Vale colocar, também, que objetivo deste capítulo não é demonizar a concepção procedimental de justiça, mas inserir considerações sobre seu desgaste
e as implicações graves que a perspectiva epistêmica a ela associada, acaba por encerrar na prática do direito. Há consenso entre os autores, que a justiça procedimental e as vítimas não deveriam ser consideradas contraditórias. O problema ressaltado, contudo, está em como na prática, a justiça instrumentalizada em procedimentos formais oblitera seu destinatário, priorizando a lei como referência principal ao invés do sujeito que sofreu a injustiça. Esta inversão ocasiona um processo de invisibilidade daquele que carece de socorro, fazendo do direito uma ferramenta de reforço da violência à serviço da restauração da ordem jurídica violada.
Esta virada de sentido requer mudanças epistemológicas, assumindo as vítimas como sujeitos concretos, que não podem passar como invisíveis. Estes autores colocam que o núcleo do justo é atravessado por concepções abstratas de categorias conceituais como liberdade, igualdade, segurança, que limitam e conformam o tipo de bem a ser protegido e defendido. No caso da justiça procedimental, a própria ordem jurídica. Deste modo, pensar o conceito de justiça adequado à vítima implica o afastamento epistêmico da justiça procedimental.
Dar centralidade à vítima requer dar voz ao sofrimento por ela experimentado.
Assim, quem melhor do que o próprio sujeito violado para fazer falar seu sofrimento e torná-lo conhecido? Uma concepção anamnética de justiça em primeiro lugar, veremos, considera que a narrativa introduzida pelo sujeito violado se faz mediante o uso da memória, e questiona a noção de linearidade do tempo, uma vez que torna evidente que o passado das vítimas nunca passou, ele se estende pelo presente em reminiscências que impactam suas vidas.
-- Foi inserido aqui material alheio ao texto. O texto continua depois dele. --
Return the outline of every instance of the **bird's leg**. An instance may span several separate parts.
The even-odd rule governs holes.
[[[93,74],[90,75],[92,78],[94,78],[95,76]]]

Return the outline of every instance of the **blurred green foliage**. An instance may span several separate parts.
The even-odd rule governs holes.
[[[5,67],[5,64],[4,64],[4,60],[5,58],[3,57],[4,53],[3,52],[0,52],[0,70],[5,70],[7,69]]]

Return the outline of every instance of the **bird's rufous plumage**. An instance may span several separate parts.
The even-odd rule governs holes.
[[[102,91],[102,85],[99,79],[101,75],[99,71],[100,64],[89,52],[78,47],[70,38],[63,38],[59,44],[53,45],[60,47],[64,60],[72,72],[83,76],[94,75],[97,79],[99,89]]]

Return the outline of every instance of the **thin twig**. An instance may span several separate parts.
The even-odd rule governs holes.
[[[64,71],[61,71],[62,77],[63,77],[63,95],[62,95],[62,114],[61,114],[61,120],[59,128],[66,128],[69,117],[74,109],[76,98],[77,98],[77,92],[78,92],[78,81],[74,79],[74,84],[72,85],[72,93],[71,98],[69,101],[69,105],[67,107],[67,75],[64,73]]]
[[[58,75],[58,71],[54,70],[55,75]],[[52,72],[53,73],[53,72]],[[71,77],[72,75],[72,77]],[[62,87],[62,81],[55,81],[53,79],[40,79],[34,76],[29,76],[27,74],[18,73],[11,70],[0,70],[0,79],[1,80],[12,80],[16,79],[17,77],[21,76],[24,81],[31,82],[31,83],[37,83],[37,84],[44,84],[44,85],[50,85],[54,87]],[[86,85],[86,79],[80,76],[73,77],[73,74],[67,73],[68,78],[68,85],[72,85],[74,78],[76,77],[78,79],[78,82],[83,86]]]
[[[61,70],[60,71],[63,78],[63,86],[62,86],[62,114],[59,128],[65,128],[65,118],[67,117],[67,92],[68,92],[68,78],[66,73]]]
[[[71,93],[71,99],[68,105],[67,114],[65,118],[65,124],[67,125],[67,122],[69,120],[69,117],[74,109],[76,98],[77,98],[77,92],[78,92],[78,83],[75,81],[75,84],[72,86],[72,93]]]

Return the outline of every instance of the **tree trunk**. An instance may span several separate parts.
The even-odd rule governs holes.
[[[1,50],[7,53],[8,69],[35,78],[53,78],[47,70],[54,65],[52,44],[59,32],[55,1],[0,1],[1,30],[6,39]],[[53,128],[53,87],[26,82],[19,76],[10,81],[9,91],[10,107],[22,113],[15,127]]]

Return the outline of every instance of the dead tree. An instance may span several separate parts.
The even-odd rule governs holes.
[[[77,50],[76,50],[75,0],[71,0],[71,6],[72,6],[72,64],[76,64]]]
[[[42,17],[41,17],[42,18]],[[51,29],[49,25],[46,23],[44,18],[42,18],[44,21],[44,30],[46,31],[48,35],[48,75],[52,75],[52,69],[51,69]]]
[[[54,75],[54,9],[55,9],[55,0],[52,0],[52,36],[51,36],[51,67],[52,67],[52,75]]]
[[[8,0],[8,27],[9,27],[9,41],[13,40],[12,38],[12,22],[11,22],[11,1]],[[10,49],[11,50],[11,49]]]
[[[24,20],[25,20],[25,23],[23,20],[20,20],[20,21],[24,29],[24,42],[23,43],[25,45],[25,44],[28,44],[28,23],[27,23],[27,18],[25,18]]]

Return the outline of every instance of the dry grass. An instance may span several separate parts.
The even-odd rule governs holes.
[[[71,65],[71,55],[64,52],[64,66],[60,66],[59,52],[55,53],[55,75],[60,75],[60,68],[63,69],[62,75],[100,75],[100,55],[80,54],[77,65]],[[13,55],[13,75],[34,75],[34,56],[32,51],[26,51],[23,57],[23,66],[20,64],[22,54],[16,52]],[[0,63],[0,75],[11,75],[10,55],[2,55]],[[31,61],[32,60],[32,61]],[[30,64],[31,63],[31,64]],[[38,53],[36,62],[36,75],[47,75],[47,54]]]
O sujeito da injustiça possui uma visão do passado distinta das narrativas hegemônicas tecidas. Partir delas requer uma postura sempre questionadora a respeito do consenso estabelecido em torno de uma história oficial, fazendo com que enderecemos sempre a seguinte pergunta: como os vencidos desta disputa narrariam o mesmo acontecimento?
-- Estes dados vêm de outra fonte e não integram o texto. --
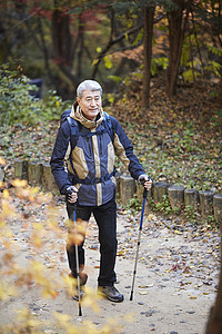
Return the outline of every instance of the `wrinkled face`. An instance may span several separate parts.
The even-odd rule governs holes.
[[[84,90],[81,98],[77,101],[87,119],[95,120],[102,106],[100,90]]]

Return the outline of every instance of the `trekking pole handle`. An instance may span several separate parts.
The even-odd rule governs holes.
[[[77,202],[74,202],[74,203],[70,202],[72,193],[74,193],[72,186],[68,187],[65,189],[65,199],[67,199],[68,206],[70,206],[75,212],[77,210]]]

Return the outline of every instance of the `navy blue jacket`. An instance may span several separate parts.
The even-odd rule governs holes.
[[[114,117],[109,118],[113,136],[105,126],[103,110],[91,121],[84,118],[79,106],[72,106],[70,117],[58,131],[51,170],[61,194],[71,185],[79,189],[80,205],[99,206],[114,196],[115,155],[134,179],[144,174],[123,128]]]

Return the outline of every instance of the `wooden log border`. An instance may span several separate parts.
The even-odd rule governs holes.
[[[38,185],[46,191],[51,191],[54,195],[59,194],[49,164],[17,159],[14,160],[14,178],[27,179],[30,186]],[[134,195],[142,202],[143,187],[130,175],[118,174],[115,181],[118,200],[123,206],[128,206]],[[199,213],[203,219],[212,216],[216,223],[222,224],[222,194],[185,189],[184,186],[168,183],[153,183],[152,189],[148,194],[145,212],[148,212],[152,200],[161,203],[163,195],[168,197],[172,210],[189,207]]]

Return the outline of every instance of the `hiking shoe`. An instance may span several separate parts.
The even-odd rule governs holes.
[[[123,302],[124,297],[114,286],[99,286],[98,291],[111,302]]]
[[[72,298],[74,301],[79,301],[79,291],[78,291],[78,285],[77,285],[77,278],[73,277],[72,273],[70,273],[69,276],[74,278],[74,283],[72,284],[72,288],[73,288]],[[80,272],[80,299],[82,299],[83,296],[84,296],[84,292],[82,289],[82,286],[85,285],[87,281],[88,281],[88,275],[85,273]]]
Tal pergunta nos orienta à uma posição crítica às verdades sedimentadas na lógica linear de que o presente é sempre melhor que o passado, de que o futuro implica em evolução; de que o progresso traz dias melhores e em nome dele, justifica-se a produção de vítimas. O passado das vítimas reverbera de maneira traumática.
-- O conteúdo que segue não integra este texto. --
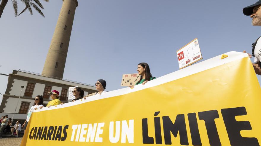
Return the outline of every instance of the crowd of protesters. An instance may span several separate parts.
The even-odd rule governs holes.
[[[252,18],[252,25],[253,26],[261,26],[261,0],[258,1],[256,3],[244,8],[243,9],[244,14],[248,16],[250,16]],[[253,63],[253,66],[254,69],[256,73],[258,74],[261,75],[261,50],[255,49],[257,48],[261,48],[261,40],[259,38],[252,45],[252,54],[248,53],[249,58],[252,56],[255,56],[256,61],[255,63]],[[246,53],[244,50],[243,52]],[[153,77],[150,73],[149,65],[145,63],[141,63],[138,65],[137,71],[139,75],[140,76],[140,78],[139,81],[137,82],[135,85],[142,84],[144,85],[150,81],[155,79],[156,78]],[[104,80],[99,79],[95,84],[96,89],[98,92],[95,94],[101,95],[106,91],[105,90],[106,89],[106,82]],[[134,86],[132,85],[129,86],[133,88]],[[75,88],[72,91],[73,95],[75,98],[71,101],[74,102],[75,101],[83,99],[85,99],[86,96],[84,96],[84,92],[80,88],[77,87]],[[51,106],[55,106],[59,104],[63,104],[63,103],[61,102],[59,99],[59,92],[54,90],[49,92],[52,100],[49,101],[47,107],[50,108]],[[27,124],[30,120],[30,117],[34,110],[36,110],[37,108],[42,109],[44,107],[43,105],[43,99],[42,96],[37,96],[34,99],[34,103],[31,107],[27,115],[26,120],[22,126],[25,129],[26,128]],[[2,138],[2,133],[6,130],[6,132],[9,131],[10,126],[12,124],[12,119],[8,119],[8,115],[2,116],[0,119],[0,138]],[[12,132],[11,135],[14,135],[15,132],[17,135],[16,137],[18,137],[18,134],[21,131],[21,124],[20,121],[17,121],[16,124],[11,129]]]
Neste capítulo procuro mostrar como a concepção anamnética de justiça, que como Castor Ruiz coloca, “ainda está em construção”83, nos convida a um pensar novo sobre uma maneira de conferir ao sujeito violado o protagonismo na relação com a justiça como forma de restabelecer sua dignidade, a partir de respostas à alteridade ferida.